Open problem: ideal vector commitment

I do not understand how the pairing works. If both key and value are 28 bits, then key * p(value + 2^{28}) will be larger than 2^{32} so you can not apply the p-function on it again.

You’re right. I was sloppy with the bounds. That’s an error. You have to adjust it. Either you’re able to calculate p(k) for higher k or you have to reduce number of different values or keys. Nevertheless, the overall concept stays the same.

In the section “Distributed accumulator updates” the paper of Boneh et al. says about updating membership witnesses: “Using the RootFactor algorithm this time can be reduced to O(n log(n)) operations or amortized O(log(n)) operations per witness.”

Why are you using the p function twice? Wouldn’t pair=p(key+value*2^{28}) make more efficient use of the available primes?

How far can we stretch the p-function such that it still is practical? Because if we want to store hashes we need at least 120 bits.

Yes. Boneh et al. 's paper looks awesome.

I was also wondering why @vbuterin in Using polynomial commitments to replace state roots
picked polynomial commitments over vector commitment? Is there any trade-off?

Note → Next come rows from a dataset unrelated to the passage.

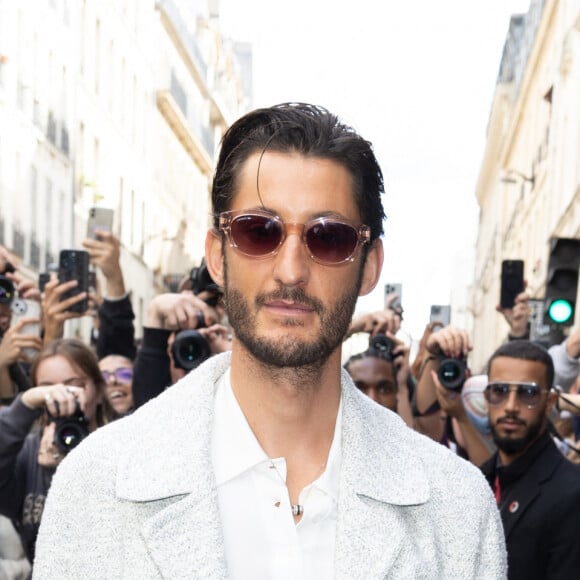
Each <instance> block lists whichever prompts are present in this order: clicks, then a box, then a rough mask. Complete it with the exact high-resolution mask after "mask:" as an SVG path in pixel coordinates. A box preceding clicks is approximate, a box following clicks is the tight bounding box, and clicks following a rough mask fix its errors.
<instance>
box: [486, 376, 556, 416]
mask: <svg viewBox="0 0 580 580" xmlns="http://www.w3.org/2000/svg"><path fill="white" fill-rule="evenodd" d="M512 392H514V393H516V396H517V398H518V401H519V402H520V403H521V404H522V405H525V406H526V407H527V408H528V409H531V408H532V407H535V406H536V405H537V404H538V403H539V402H540V401H541V400H542V396H543V395H544V393H547V392H548V391H546V390H543V389H542V388H541V387H540V385H538V384H537V383H521V382H517V381H503V382H501V383H500V382H497V383H489V385H487V387H486V388H485V391H484V393H483V394H484V396H485V400H486V401H487V402H488V403H489V404H490V405H491V406H492V407H496V406H498V405H503V404H504V403H505V402H506V401H507V400H508V397H509V396H510V393H512Z"/></svg>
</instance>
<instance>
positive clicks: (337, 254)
mask: <svg viewBox="0 0 580 580" xmlns="http://www.w3.org/2000/svg"><path fill="white" fill-rule="evenodd" d="M306 245H307V246H308V249H309V250H310V253H311V254H312V257H313V258H314V259H316V260H318V261H320V262H325V263H327V264H339V263H341V262H344V261H346V260H348V259H349V258H350V257H351V256H352V255H353V254H354V252H355V250H356V248H357V245H358V234H357V231H356V229H355V228H353V227H352V226H349V225H348V224H343V223H341V222H333V221H328V220H320V221H318V222H316V223H314V224H313V225H312V226H310V227H309V228H308V230H307V231H306Z"/></svg>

BTW, I guess the “ideal” in the title means meeting the 5 properties you @vbuterin list, instead of using “ideal group/ring, etc.” (from Math perspectives)?

Yes, ideal is meant as an adjective :slight_smile:

Indeed, what we’re looking for is vector commitments – it just happens that polynomial commitments, at this stage, seem to make some of the best vector commitments we know of.

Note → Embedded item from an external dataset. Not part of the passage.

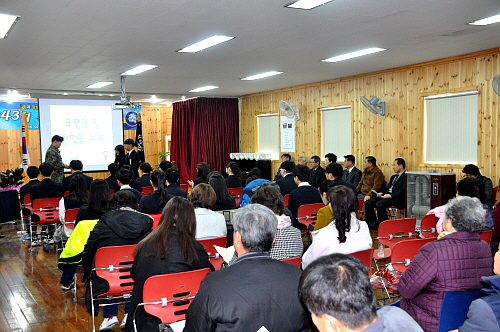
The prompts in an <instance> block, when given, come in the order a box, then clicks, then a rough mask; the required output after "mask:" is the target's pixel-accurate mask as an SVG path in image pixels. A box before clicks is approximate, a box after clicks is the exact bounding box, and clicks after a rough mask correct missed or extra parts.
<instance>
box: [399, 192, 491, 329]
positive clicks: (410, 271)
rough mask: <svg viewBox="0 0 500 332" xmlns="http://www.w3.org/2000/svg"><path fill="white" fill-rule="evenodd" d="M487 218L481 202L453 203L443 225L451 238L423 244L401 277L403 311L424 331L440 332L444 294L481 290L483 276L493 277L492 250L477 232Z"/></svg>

The polynomial commitment primitive does have the additional advantage that it would naturally expand to data availability roots.

We recently proposed Hyperproofs to address this open problem by Vitalik.

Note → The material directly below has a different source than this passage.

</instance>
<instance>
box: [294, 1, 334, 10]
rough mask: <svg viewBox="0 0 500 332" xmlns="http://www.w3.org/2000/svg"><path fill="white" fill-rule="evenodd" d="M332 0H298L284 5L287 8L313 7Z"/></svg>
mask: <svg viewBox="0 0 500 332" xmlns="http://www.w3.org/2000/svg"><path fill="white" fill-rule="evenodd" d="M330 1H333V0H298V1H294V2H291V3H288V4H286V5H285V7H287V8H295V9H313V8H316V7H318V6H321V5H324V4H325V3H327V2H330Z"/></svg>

Hyperproofs can be regarded as an algebraic generalization of Merkle trees that use a hash function based on commitments to multivariate polynomials (see [PST13e]).


  1. Aggregating Hyperproofs is 10 to 100 times faster than SNARK-friendly Merkle trees via Poseidon or Pedersen hashes
  2. Individual Hyperproofs are as large as Merkle proofs
  3. Updating a tree of Hyperproofs is competitive with updating a Poseidon-hashed Merkle tree: 2.6 millisecs / update.
  4. Hyperproofs are homomorphic.

Room for improvement / future work:

  1. Aggregated Hyperproofs are a bit large: 52 KiB
  2. Verifying an aggregated proof is rather slow: 18 seconds
  3. Verifying an individual Hyperproof is slower than a Merkle proof: 11 millisecs
  4. Trusted setup with linear-sized public parameters

Key ideas:

  • Represent a vector \textbf{a} = [a_0,\dots, a_{n-1}], where n=2^\ell, as a multilinear-extension polynomial f(x_\ell, \dots, x_1) such that for all positions i with binary expansion i_\ell, i_{\ell-1},\dots, i_1 we have f(i_\ell, \dots, i_1) = a_i.
  • Commit to this polynomial using PST (multivariate) polynomial commitments: i.e., the generalization of KZG to multivariate polynomials
    • Specifically, the vector commitment is c=g^{f(s_\ell, \dots, s_1)}, where s_\ell, \dots, s_1 are unknown trapdoors. (See paper for details on full public parameters.)
  • The proof for a_i consists of \ell PST commitments to quotient polynomials q_\ell,\dots q_1 such that f = a_i + \sum_{k = 1,\dots,\ell} q_k \cdot (x_k - i_k)
    • q_\ell is computed by dividing f by x_\ell - i_\ell
    • q_{\ell-1} is computed by dividing r_\ell by x_{\ell-1} - i_{\ell-1}, where r_\ell is the remainder from the division above
    • …and so on
    • q_1 is computed by dividing r_2 by x_1-i_1, which yields remainder r_1 = f(i_\ell, \dots, i_1) = a_i.
  • Verifying a proof involves checking f = a_i + \sum_{k = 1,\dots,\ell} q_k \cdot (x_k - i_k) holds, but doing so against the PST commitment to f and to the quotients.
    • This is done via \ell+1 pairings / bilinear maps.
    • Let c be the vector commitment to \textbf{a}
    • Let \pi_i = (w_1,\dots,w_\ell) be the proof for a_i, where w_k's are commitments to the relevant quotient polynomials q_k.
    • Then, a proof is valid iff. the following pairing equation holds:
      • e(c/g^{a_i}, g) \stackrel{?}{=} \prod_{k=1,\dots,\ell} e(w_k, g^{s_k - i_k})
  • Unfortunately, computing all n PST proofs as above is too slow, taking O(n^2) time. Instead, we observe that, if we compute proofs in the canonical order above, then proofs often “intersect” and actually determine a tree, which we call a multilinear tree (MLT). Computing this tree only takes O(n\log{n}) time.
  • To aggregate many proofs \{\pi_i\}_{i\in I}, where \pi_i = (w_{i,\ell},\dots, w_{i,1}), we prove knowledge of w_{i,k}'s that satisfy the pairing equation for each i\in I. For this, we use the recent generalization of Bulletproofs to pairing equations by Bunz et al. [BMM+19]
  • Our MLT is homomorphic: two trees for two vectors \textbf{a} and \textbf{b} can be homomorphically combined into a tree for their sum \textbf{a}+\textbf{b}.
    • This leads to very straightforward proof updates in the MLT, after the vector changes
    • It also has other applications, such as providing unstealability of proofs, a property which can be used to incentive proof computation.